Bemest de planten drie keer per seizoen met afwisselende meststoffen die kalium, fosfor of organische mengsels bevatten. Geef ze één keer per week water. Bind ze tijdens de groei vast aan stevige stokken of een rek. Maak de grond in de bedden om de 5-7 dagen los om de beluchting van het wortelstelsel van de tomatenplant te verbeteren. Wied de bedden eens in de 15 dagen.

Bestrijding van plagen en ziekten
Hoewel de beschreven variëteit een goede weerstand heeft tegen schimmel- en virusziekten, is het bij een hoge plantdichtheid aan te raden om de grond te mulchen, te ventileren (als tomaten in een kas worden gekweekt) en de onderste bladeren van elke stengel te verwijderen om jonge struiken te beschermen.

Jonge struiken moeten worden bespoten met een zwakke oplossing van kaliumpermanganaat of koperhoudende producten. Tuinders gebruiken hiervoor meestal Fitosporin. Als er beschadigde vruchten of bladeren aan de struiken worden aangetroffen, worden deze verwijderd en buiten het gebied vernietigd.

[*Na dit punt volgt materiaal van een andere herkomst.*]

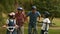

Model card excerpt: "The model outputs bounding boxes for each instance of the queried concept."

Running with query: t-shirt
[27,11,40,23]
[6,19,16,25]
[41,18,50,30]
[15,12,25,26]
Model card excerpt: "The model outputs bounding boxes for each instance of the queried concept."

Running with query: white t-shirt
[6,19,16,24]
[41,18,50,31]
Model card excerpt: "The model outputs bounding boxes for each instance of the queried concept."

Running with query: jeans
[17,26,24,34]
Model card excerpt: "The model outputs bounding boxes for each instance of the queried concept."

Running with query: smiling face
[32,9,36,13]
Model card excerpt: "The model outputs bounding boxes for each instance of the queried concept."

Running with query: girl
[41,11,50,34]
[3,13,17,34]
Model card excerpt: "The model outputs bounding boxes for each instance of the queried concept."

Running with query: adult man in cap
[15,7,25,34]
[27,6,40,34]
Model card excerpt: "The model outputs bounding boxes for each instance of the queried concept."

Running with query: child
[3,13,17,34]
[41,12,50,34]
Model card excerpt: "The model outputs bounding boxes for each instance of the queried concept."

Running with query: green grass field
[0,18,60,34]
[0,29,60,34]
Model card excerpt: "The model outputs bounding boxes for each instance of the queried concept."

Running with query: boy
[27,6,40,34]
[41,11,50,34]
[6,13,17,34]
[15,7,25,34]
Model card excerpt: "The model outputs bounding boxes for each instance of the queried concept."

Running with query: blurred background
[0,0,60,34]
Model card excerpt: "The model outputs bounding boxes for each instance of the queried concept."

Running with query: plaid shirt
[15,12,25,27]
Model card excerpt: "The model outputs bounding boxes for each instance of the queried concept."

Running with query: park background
[0,0,60,34]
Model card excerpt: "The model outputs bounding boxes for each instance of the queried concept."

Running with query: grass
[0,18,60,34]
[24,29,60,34]
[0,28,60,34]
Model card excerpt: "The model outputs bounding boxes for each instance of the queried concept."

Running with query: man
[15,7,25,34]
[41,11,50,34]
[27,6,40,34]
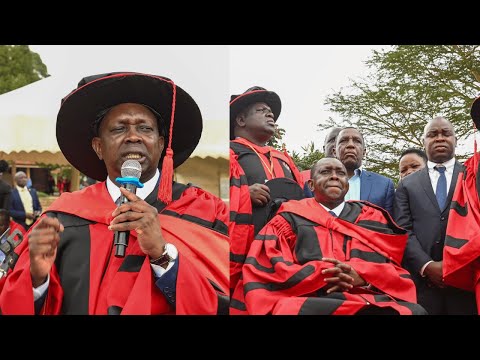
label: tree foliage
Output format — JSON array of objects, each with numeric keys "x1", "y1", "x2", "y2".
[
  {"x1": 267, "y1": 126, "x2": 285, "y2": 151},
  {"x1": 0, "y1": 45, "x2": 49, "y2": 94},
  {"x1": 318, "y1": 45, "x2": 480, "y2": 179},
  {"x1": 292, "y1": 141, "x2": 324, "y2": 171}
]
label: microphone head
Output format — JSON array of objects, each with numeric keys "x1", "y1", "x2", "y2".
[{"x1": 120, "y1": 160, "x2": 142, "y2": 179}]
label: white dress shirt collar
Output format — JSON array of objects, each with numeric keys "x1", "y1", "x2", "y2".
[
  {"x1": 319, "y1": 201, "x2": 345, "y2": 216},
  {"x1": 427, "y1": 157, "x2": 455, "y2": 172}
]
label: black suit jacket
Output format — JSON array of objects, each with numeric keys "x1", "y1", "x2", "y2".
[
  {"x1": 393, "y1": 162, "x2": 477, "y2": 315},
  {"x1": 0, "y1": 179, "x2": 12, "y2": 210},
  {"x1": 393, "y1": 161, "x2": 463, "y2": 278}
]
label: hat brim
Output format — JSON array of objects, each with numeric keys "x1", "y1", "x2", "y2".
[
  {"x1": 470, "y1": 97, "x2": 480, "y2": 130},
  {"x1": 230, "y1": 90, "x2": 282, "y2": 140},
  {"x1": 57, "y1": 73, "x2": 202, "y2": 181}
]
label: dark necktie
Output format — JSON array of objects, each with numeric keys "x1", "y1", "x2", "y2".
[{"x1": 434, "y1": 165, "x2": 447, "y2": 210}]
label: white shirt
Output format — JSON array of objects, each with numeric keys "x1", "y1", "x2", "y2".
[
  {"x1": 319, "y1": 201, "x2": 345, "y2": 217},
  {"x1": 345, "y1": 167, "x2": 362, "y2": 201},
  {"x1": 420, "y1": 157, "x2": 455, "y2": 276},
  {"x1": 427, "y1": 158, "x2": 455, "y2": 195},
  {"x1": 33, "y1": 169, "x2": 175, "y2": 301}
]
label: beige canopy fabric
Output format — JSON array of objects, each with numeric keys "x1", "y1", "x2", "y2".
[{"x1": 0, "y1": 76, "x2": 228, "y2": 165}]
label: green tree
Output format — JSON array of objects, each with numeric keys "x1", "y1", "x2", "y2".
[
  {"x1": 318, "y1": 45, "x2": 480, "y2": 179},
  {"x1": 267, "y1": 126, "x2": 285, "y2": 151},
  {"x1": 292, "y1": 141, "x2": 324, "y2": 171},
  {"x1": 0, "y1": 45, "x2": 49, "y2": 94}
]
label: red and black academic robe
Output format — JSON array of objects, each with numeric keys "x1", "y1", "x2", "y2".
[
  {"x1": 230, "y1": 198, "x2": 423, "y2": 315},
  {"x1": 443, "y1": 153, "x2": 480, "y2": 313},
  {"x1": 8, "y1": 220, "x2": 27, "y2": 236},
  {"x1": 0, "y1": 182, "x2": 229, "y2": 314},
  {"x1": 228, "y1": 138, "x2": 303, "y2": 290}
]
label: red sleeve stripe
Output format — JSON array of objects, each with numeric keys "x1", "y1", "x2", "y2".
[
  {"x1": 357, "y1": 220, "x2": 407, "y2": 235},
  {"x1": 230, "y1": 299, "x2": 247, "y2": 311},
  {"x1": 230, "y1": 175, "x2": 248, "y2": 187},
  {"x1": 450, "y1": 200, "x2": 468, "y2": 217},
  {"x1": 243, "y1": 265, "x2": 315, "y2": 295},
  {"x1": 230, "y1": 251, "x2": 246, "y2": 264},
  {"x1": 230, "y1": 211, "x2": 252, "y2": 225},
  {"x1": 245, "y1": 256, "x2": 293, "y2": 274},
  {"x1": 445, "y1": 235, "x2": 468, "y2": 249},
  {"x1": 255, "y1": 233, "x2": 278, "y2": 241},
  {"x1": 162, "y1": 210, "x2": 228, "y2": 236},
  {"x1": 298, "y1": 293, "x2": 345, "y2": 315},
  {"x1": 350, "y1": 249, "x2": 390, "y2": 264},
  {"x1": 280, "y1": 212, "x2": 323, "y2": 265}
]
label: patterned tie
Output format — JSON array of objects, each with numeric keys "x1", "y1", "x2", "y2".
[{"x1": 434, "y1": 165, "x2": 447, "y2": 210}]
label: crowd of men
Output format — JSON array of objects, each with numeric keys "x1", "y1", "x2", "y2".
[{"x1": 229, "y1": 87, "x2": 480, "y2": 315}]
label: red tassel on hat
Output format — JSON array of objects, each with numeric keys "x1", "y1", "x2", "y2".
[{"x1": 158, "y1": 81, "x2": 177, "y2": 205}]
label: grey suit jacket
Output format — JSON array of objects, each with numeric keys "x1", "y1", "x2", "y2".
[{"x1": 393, "y1": 161, "x2": 464, "y2": 280}]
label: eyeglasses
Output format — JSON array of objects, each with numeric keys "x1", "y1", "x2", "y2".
[{"x1": 255, "y1": 108, "x2": 272, "y2": 114}]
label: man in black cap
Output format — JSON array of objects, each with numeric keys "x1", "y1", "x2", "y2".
[
  {"x1": 0, "y1": 73, "x2": 229, "y2": 314},
  {"x1": 229, "y1": 86, "x2": 303, "y2": 290}
]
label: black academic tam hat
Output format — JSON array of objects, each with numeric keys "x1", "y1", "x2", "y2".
[
  {"x1": 470, "y1": 96, "x2": 480, "y2": 130},
  {"x1": 57, "y1": 72, "x2": 202, "y2": 186},
  {"x1": 230, "y1": 86, "x2": 282, "y2": 140}
]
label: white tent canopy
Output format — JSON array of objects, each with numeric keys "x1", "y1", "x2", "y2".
[{"x1": 0, "y1": 76, "x2": 228, "y2": 163}]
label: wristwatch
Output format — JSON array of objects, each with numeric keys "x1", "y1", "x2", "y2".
[{"x1": 150, "y1": 243, "x2": 178, "y2": 267}]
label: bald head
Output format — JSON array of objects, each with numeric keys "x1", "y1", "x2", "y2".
[
  {"x1": 323, "y1": 127, "x2": 342, "y2": 157},
  {"x1": 15, "y1": 171, "x2": 27, "y2": 187},
  {"x1": 423, "y1": 116, "x2": 457, "y2": 164},
  {"x1": 308, "y1": 158, "x2": 349, "y2": 209}
]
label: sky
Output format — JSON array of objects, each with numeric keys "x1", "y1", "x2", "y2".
[{"x1": 229, "y1": 45, "x2": 388, "y2": 153}]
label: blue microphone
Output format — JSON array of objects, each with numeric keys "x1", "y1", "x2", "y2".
[{"x1": 113, "y1": 160, "x2": 143, "y2": 258}]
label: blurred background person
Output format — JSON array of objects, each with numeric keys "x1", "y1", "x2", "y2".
[
  {"x1": 398, "y1": 148, "x2": 428, "y2": 180},
  {"x1": 9, "y1": 171, "x2": 42, "y2": 230},
  {"x1": 0, "y1": 160, "x2": 12, "y2": 209}
]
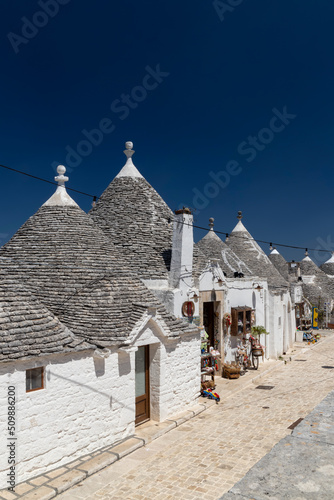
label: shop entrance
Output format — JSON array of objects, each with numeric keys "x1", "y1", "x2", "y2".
[
  {"x1": 135, "y1": 345, "x2": 150, "y2": 425},
  {"x1": 203, "y1": 302, "x2": 215, "y2": 349}
]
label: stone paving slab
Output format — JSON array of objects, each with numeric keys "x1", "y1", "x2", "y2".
[
  {"x1": 75, "y1": 452, "x2": 118, "y2": 476},
  {"x1": 48, "y1": 470, "x2": 88, "y2": 494},
  {"x1": 221, "y1": 391, "x2": 334, "y2": 500}
]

Bij het kweken van Gulliver in een kas is de plant gevoelig voor aanvallen van tuinplagen zoals bladluizen, spintmijten en andere insecten. Om de verspreiding ervan te voorkomen, moeten telers onkruid verwijderen en zorgen voor voldoende ventilatie.
Als de struiken last hebben van bladluizen, wordt een zeepoplossing gebruikt om ze te doden. Spintmijten worden bestreden met speciale producten die twee tot drie keer met tussenpozen van vijf tot zes dagen op de struiken worden aangebracht. Deze chemische middelen mogen echter niet worden gebruikt als de planten al vrucht dragen.